Megin v. Town of New Milford
125 Conn. App. 35
| Conn. App. Ct. | 2010Background
- Property at 64 Old Town Park Road, New Milford; 2004 assessed value $60,200 (assessed at $42,140).
- Plaintiff challenged the assessment to the New Milford board of assessment appeals; board declined to reduce the assessment; appeal to Superior Court followed.
- Trial court dismissed for lack of subject matter jurisdiction, holding plaintiff, as trustee, lacked standing to sue as owner.
- Plaintiff claimed collateral estoppel regarding a prior tax foreclosure action; no evidence the foreclosure action was decided.
- Plaintiff argued Isaac v. Mount Sinai Hospital should govern; court found Isaac inapplicable and that plaintiff lacked aggrievement under § 12-117a.
- Court affirmed dismissal for lack of standing and lack of subject matter jurisdiction.
Issues
| Issue | Plaintiff's Argument | Defendant's Argument | Held |
|---|---|---|---|
| Whether plaintiff had standing to challenge the assessment | Megin argues standing despite not being the record owner | Town asserts lack of standing because owner is not plaintiff | Dismissal affirmed for lack of standing |
| Effect of prior tax foreclosure on current appeal | Collateral estoppel should apply | Prior action lacked a final judgment; estoppel not applicable | Collateral estoppel not applicable; no judgment record |
| Applicability of Isaac v. Mount Sinai Hospital | Isaac should govern due to saving statute rationale | Isaac inapplicable to tax appeal; not accidental failure of suit scenario | Isaac not controlling; case distinguished |
| Governing aggrievement/standing under § 12-117a | Plaintiff aggrieved as taxpayer | No aggrievement since not owner; lacks statutory standing | Court proper to dismiss for lack of subject-matter jurisdiction |
Key Cases Cited
- Sadloski v. Manchester, 235 Conn. 637, 668 A.2d 1314 (1995) (1995) (standing required; plaintiffs not fungible; court must dismiss lacking jurisdiction)
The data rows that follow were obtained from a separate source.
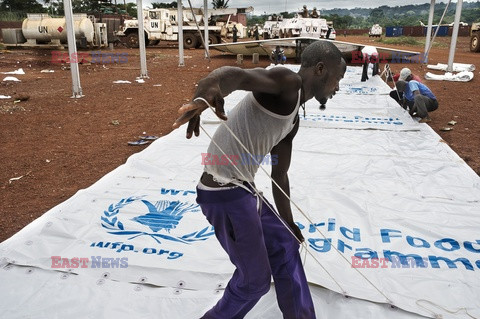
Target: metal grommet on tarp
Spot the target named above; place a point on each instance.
(3, 261)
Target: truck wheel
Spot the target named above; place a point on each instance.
(132, 40)
(475, 43)
(189, 41)
(212, 39)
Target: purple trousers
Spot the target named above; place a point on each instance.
(259, 246)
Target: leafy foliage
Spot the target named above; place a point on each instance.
(218, 4)
(161, 5)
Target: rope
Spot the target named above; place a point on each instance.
(259, 195)
(439, 316)
(297, 207)
(436, 32)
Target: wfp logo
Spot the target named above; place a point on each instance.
(159, 220)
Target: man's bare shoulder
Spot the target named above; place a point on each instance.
(286, 78)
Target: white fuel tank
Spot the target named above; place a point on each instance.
(43, 28)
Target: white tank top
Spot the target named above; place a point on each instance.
(258, 129)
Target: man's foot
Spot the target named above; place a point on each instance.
(425, 120)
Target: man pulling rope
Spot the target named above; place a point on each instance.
(266, 121)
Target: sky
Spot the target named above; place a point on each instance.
(276, 6)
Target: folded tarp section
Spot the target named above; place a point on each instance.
(391, 222)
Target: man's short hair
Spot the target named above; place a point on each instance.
(405, 73)
(321, 51)
(401, 85)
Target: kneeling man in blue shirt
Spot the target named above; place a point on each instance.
(419, 99)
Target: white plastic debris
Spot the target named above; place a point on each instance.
(10, 79)
(16, 72)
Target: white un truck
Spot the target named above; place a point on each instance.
(162, 25)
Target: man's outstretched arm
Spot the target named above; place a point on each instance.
(282, 152)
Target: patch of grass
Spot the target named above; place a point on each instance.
(400, 41)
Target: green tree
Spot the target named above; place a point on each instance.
(27, 6)
(376, 15)
(219, 4)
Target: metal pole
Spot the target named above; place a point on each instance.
(72, 49)
(141, 42)
(205, 23)
(453, 44)
(429, 31)
(181, 58)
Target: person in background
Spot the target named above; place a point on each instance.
(419, 99)
(404, 75)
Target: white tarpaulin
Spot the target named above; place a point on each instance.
(372, 182)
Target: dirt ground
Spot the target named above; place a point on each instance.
(53, 145)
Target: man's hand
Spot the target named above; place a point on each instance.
(297, 232)
(191, 113)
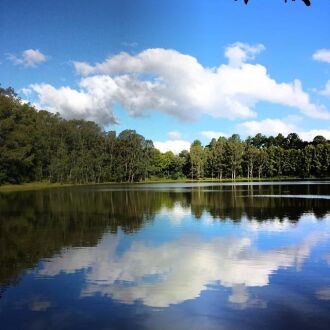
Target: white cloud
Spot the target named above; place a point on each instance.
(168, 81)
(28, 58)
(239, 53)
(267, 127)
(176, 146)
(322, 55)
(93, 101)
(179, 270)
(275, 126)
(310, 135)
(212, 134)
(174, 135)
(326, 90)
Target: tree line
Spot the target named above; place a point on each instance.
(38, 145)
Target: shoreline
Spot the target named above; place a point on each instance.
(47, 185)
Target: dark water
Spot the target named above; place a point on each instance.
(167, 256)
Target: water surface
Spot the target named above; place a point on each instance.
(181, 256)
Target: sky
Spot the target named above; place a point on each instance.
(174, 71)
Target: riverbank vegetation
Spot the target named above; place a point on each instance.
(41, 146)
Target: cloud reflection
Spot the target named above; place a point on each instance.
(176, 271)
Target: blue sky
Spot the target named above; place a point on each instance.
(173, 70)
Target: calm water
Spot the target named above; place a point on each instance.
(167, 256)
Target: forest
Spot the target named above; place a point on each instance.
(42, 146)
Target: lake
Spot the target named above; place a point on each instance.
(167, 256)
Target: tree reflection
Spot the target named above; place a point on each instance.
(36, 225)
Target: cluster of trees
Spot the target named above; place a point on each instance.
(37, 145)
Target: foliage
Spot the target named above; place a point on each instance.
(37, 145)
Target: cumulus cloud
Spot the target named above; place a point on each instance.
(178, 270)
(212, 134)
(326, 90)
(93, 101)
(322, 55)
(267, 127)
(275, 126)
(28, 58)
(168, 81)
(174, 135)
(176, 146)
(310, 135)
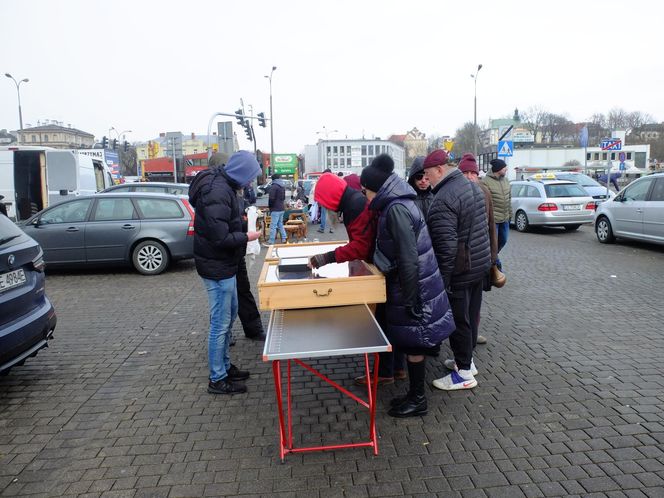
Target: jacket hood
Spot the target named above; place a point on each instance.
(242, 168)
(202, 184)
(393, 188)
(416, 167)
(329, 190)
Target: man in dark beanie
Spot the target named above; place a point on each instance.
(416, 316)
(421, 185)
(458, 226)
(276, 204)
(499, 186)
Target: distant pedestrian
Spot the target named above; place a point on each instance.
(417, 313)
(421, 185)
(499, 186)
(323, 213)
(276, 204)
(219, 245)
(468, 166)
(460, 237)
(353, 181)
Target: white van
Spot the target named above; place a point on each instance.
(33, 178)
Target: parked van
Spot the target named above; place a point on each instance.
(33, 178)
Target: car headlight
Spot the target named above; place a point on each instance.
(38, 262)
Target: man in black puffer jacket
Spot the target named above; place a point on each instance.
(219, 245)
(459, 233)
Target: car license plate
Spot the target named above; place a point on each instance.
(12, 279)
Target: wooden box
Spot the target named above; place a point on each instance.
(356, 282)
(306, 249)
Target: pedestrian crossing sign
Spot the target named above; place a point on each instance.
(505, 148)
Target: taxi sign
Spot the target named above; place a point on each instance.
(543, 176)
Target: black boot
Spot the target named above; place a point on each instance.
(415, 402)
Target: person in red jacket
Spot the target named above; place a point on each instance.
(333, 193)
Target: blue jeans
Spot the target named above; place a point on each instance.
(502, 231)
(277, 223)
(323, 218)
(222, 296)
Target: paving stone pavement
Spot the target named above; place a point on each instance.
(570, 399)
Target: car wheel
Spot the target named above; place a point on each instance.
(150, 257)
(521, 221)
(604, 231)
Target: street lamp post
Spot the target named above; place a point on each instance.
(18, 92)
(475, 134)
(271, 120)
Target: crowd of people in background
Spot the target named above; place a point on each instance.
(436, 238)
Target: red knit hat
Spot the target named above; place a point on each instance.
(329, 189)
(437, 158)
(468, 163)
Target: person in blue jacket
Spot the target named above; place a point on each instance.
(417, 314)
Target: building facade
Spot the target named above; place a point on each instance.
(54, 134)
(350, 156)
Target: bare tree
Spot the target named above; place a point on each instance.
(464, 139)
(557, 127)
(533, 120)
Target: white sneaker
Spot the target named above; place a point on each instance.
(463, 379)
(451, 365)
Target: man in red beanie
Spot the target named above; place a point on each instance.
(458, 226)
(333, 193)
(468, 166)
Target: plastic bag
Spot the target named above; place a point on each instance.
(253, 247)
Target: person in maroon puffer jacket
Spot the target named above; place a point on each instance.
(333, 193)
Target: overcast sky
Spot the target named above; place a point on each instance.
(359, 67)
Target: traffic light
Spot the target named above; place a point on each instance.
(261, 119)
(238, 116)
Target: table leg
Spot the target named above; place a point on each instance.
(372, 400)
(276, 372)
(289, 408)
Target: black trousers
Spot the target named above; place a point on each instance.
(466, 303)
(247, 309)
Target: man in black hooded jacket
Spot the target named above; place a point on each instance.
(219, 245)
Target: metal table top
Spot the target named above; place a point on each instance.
(316, 332)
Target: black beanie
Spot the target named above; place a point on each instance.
(497, 165)
(377, 173)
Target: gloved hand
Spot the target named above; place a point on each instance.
(322, 259)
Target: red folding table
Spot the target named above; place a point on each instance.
(299, 334)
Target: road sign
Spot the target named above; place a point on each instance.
(505, 148)
(611, 144)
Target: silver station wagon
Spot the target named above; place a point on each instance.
(637, 212)
(145, 230)
(556, 203)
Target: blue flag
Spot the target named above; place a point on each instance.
(583, 136)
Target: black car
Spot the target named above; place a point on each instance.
(27, 318)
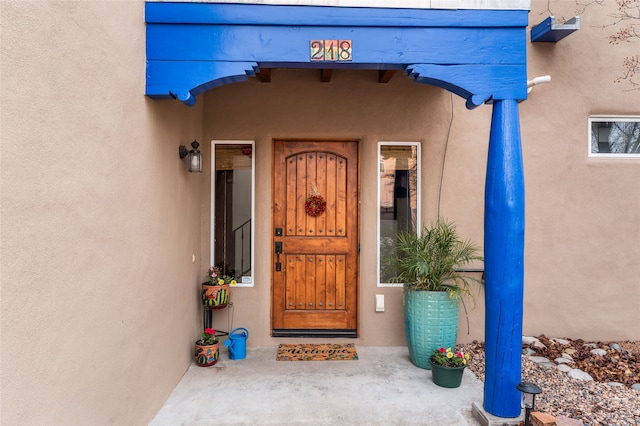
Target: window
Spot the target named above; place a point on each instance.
(232, 208)
(614, 136)
(398, 200)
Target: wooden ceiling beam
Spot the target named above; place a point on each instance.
(385, 75)
(264, 75)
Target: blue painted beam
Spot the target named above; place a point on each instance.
(192, 47)
(370, 45)
(477, 84)
(504, 262)
(550, 31)
(254, 14)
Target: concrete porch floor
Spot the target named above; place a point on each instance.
(382, 387)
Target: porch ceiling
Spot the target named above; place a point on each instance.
(193, 47)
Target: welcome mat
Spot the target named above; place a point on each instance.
(317, 352)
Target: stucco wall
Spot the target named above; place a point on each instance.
(99, 220)
(583, 231)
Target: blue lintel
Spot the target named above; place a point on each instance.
(194, 47)
(549, 31)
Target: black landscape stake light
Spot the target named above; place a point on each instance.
(194, 161)
(529, 392)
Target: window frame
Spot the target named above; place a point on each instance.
(378, 199)
(214, 142)
(609, 118)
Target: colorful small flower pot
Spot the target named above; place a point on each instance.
(215, 296)
(447, 377)
(206, 355)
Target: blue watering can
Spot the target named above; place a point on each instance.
(237, 343)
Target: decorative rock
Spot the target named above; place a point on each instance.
(538, 359)
(579, 375)
(526, 340)
(567, 421)
(547, 365)
(542, 419)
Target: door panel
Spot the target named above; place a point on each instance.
(315, 278)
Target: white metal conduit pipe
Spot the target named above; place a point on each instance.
(537, 80)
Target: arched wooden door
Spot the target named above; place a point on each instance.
(315, 253)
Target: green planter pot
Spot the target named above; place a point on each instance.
(447, 377)
(431, 323)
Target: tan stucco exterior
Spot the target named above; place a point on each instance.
(100, 221)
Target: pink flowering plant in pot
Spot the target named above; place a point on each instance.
(209, 337)
(217, 278)
(216, 291)
(448, 358)
(207, 352)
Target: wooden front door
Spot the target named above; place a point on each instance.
(315, 252)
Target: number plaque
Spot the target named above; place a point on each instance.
(330, 50)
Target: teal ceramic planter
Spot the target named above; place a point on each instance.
(447, 377)
(431, 322)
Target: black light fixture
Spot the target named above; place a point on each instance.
(194, 160)
(529, 392)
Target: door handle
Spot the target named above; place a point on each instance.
(278, 252)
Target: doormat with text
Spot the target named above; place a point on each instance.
(317, 352)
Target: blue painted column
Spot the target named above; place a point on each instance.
(504, 264)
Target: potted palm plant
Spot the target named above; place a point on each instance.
(429, 267)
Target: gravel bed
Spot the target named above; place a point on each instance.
(597, 402)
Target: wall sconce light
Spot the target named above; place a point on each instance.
(529, 392)
(194, 160)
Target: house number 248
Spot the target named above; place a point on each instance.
(330, 50)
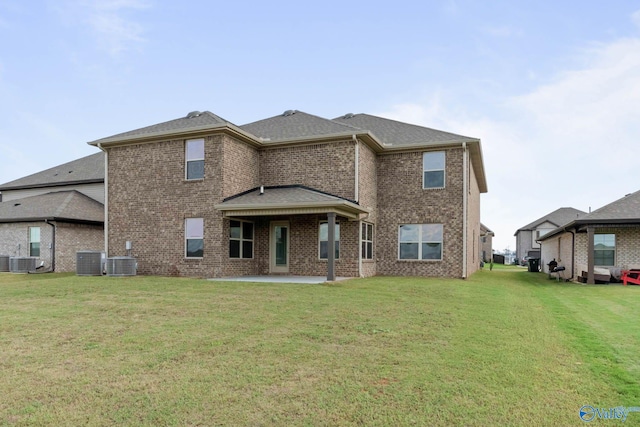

- Lewis v. Slack, 110 Conn.App. 641, 955 A.2d 620 (2008) (2008) (standing governs subject-matter jurisdiction; plenary review)
- Massey v. Branford, 119 Conn.App. 453, 988 A.2d 370 (2010) (2010) (12-117a/12-119 provides avenue for tax appeals; aggrievement required)
- Carol Management Corp. v. Board of Tax Review, 228 Conn. 23, 633 A.2d 1368 (1993) (1993) (collateral estoppel requires actual, necessary earlier decision)
- Isaac v. Mount Sinai Hospital, 210 Conn. 721, 557 A.2d 116 (1989) (1989) (accidental failure of suit saving statute distinguished; not controlling)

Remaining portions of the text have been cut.